A geographically distributed cloud exchange, available in multiple data centers across one or more metro regions, combined with a strategy for ensuring redundant connectivity, provides the greatest level of resilience for company data and processes in the cloud – including AI-fuelled interactive infotainment systems in modern vehicles, AI-powered analytics for the optimization of processes in the production plant, or chatbots for customer service and sales support. This makes it possible to ensure the continuous availability of internal and customer-facing services or apps.

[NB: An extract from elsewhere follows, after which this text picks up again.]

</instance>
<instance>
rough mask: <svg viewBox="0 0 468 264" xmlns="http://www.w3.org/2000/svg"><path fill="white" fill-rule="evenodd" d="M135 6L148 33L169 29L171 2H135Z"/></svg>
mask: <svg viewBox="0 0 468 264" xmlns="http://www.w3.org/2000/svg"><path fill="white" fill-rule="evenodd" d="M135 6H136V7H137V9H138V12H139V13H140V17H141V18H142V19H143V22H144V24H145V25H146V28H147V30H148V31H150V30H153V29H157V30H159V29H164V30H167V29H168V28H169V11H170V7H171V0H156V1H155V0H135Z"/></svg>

Established data-center-neutral interconnection hubs are a good starting point for data centers seeking customer interconnection services. New hubs will likely spring up based on localization, cloudification, and cloud infrastructure.
We will see that where these hubs become established, further data center investments will follow. With new and established locations interconnected through strategic partnerships and infrastructure sharing, there will be highly distributed interconnection infrastructure across the planet.
The benefits of AI are still being understood. But more hubs will support them. And with more hubs will come further digital infrastructure investments along the entire value chain, driving the development of high-quality digital services enabled by AI, along with affordability and performance. The AI-driven digital data journey is just beginning.